When the media gets the facts in a story wrong, it is a great disservice to the public. Once a false narrative gets into the minds of the public it is very difficult to reverse. It is especially frustrating when repeated attempts to correct relevant facts in a story are acknowledged but those elements continue to get reported and repeated.
The most recent local example is the story regarding campaign signs, Rose Herrera’s husband, a videotape, dueling charges and two separate press conferences.

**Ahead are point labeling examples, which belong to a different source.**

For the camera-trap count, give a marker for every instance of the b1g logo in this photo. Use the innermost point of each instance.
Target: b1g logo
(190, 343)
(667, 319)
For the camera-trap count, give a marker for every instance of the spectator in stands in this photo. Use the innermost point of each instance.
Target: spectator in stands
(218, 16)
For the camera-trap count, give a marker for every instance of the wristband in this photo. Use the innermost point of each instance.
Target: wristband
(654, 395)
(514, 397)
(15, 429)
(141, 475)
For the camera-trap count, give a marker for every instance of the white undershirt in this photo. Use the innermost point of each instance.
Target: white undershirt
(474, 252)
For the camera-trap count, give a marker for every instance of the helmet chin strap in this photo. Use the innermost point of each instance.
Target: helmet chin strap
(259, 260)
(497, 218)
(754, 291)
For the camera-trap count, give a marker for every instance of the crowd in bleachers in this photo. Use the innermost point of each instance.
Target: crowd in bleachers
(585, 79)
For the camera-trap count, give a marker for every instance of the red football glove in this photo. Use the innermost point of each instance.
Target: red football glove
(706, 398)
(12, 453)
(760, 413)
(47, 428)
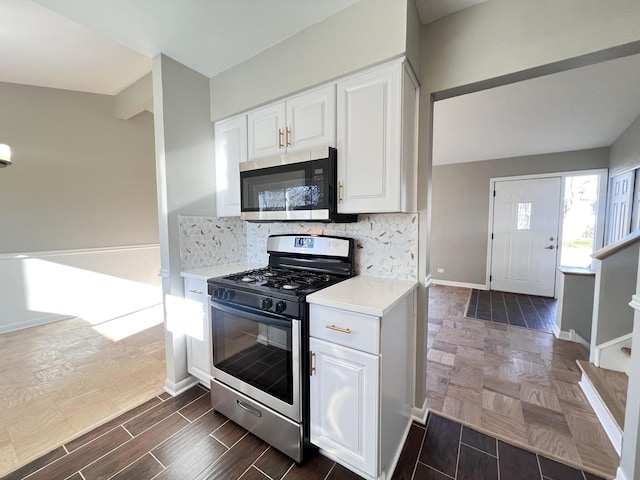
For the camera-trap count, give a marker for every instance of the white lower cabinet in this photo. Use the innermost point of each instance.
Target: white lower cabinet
(344, 404)
(361, 385)
(198, 330)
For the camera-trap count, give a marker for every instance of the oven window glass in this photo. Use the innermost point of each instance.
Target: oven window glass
(257, 353)
(289, 187)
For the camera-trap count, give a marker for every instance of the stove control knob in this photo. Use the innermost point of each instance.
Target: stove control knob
(281, 306)
(266, 303)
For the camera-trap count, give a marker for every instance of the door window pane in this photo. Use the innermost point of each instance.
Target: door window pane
(524, 216)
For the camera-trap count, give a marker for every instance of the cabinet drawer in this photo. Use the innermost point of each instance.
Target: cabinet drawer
(195, 289)
(354, 330)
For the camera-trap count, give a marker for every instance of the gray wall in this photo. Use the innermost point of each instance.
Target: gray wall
(625, 151)
(186, 186)
(363, 34)
(460, 207)
(80, 177)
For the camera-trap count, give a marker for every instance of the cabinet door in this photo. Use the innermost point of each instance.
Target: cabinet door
(198, 330)
(231, 149)
(344, 404)
(266, 131)
(311, 119)
(369, 141)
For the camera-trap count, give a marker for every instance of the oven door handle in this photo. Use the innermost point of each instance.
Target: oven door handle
(262, 317)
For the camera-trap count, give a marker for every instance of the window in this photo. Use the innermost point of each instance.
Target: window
(579, 220)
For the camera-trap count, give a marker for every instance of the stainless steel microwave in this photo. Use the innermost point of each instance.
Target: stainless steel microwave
(292, 187)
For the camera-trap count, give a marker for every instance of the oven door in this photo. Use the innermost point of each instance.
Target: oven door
(258, 354)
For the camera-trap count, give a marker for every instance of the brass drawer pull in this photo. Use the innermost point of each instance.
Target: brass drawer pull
(339, 329)
(312, 363)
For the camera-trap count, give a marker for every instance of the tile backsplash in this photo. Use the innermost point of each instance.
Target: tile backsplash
(386, 244)
(209, 241)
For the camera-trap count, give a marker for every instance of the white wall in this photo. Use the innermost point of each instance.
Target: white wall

So, let us set the record straight on some of the most important misreported facts of the story.
First, nobody in the Jimmy Nguyen campaign or the candidate himself was involved in any part of the alleged sign thefts and assault. (Full disclosure: I work on Nguyen’s campaign.) Many in the press led with the narrative that this was part of a “bitter” fight between Nguyen and Herrera. It was not.
The people involved are Matt Wahlin, Herrera’s husband, and Dustin DeRollo, a political consultant for an independent expenditure committee that opposes Herrera, and, by extension, supports her opponent. The Nguyen campaign did not know of the stakeout “gotcha” moment, the video or any part of the incident until Tuesday, when the story broke.
Why is this a relevant fact? Because the Nguyen campaign has purposely avoided the malarkey that comes with “gotcha” politics. Even as meritless complaints come forward against him, Nguyen has made the decision not to retaliate. The independent committees do not reflect his views and he cannot be held responsible for what they do. The same is true for Ms. Herrera, and Nguyen does not hold her personally responsible for the untrue allegations leveled against him by those groups.
The law prevents coordination between campaign and independent expenditure committees, and the fact is Nguyen has no control or responsibility for the actions of PACs. It should be a relevant fact in the news story.
Some news organizations said he was “unavailable for comment” or “could not be reached for comment.” Horse manure. Jimmy was and is available to the media. Their calls are the first he returns. His comment would have been, “This has nothing whatsoever to do with my campaign.”
This “news event” detracts from the substantive debate between the two candidates. But it is news and when these events occur, the press has a responsibility to report them.
There were news organizations that accurately reported the facts, but many in the media ignored essential details. It is important to note the standard for the media is accuracy, not truth. One can quibble with a headline or some language in the copy. But if a story is accurate, I have no complaint.
Facts matter, and when the media gets it wrong, it has an adverse effect on the public. It is because of my tremendous respect for the profession of journalism and those who do it well, that I was compelled to opine on this matter.
I don’t always agree with what is written, but real journalism is essential to a free society. A fact recognized since our nation’s inception.
Rich Robinson is a political consultant in Silicon Valley.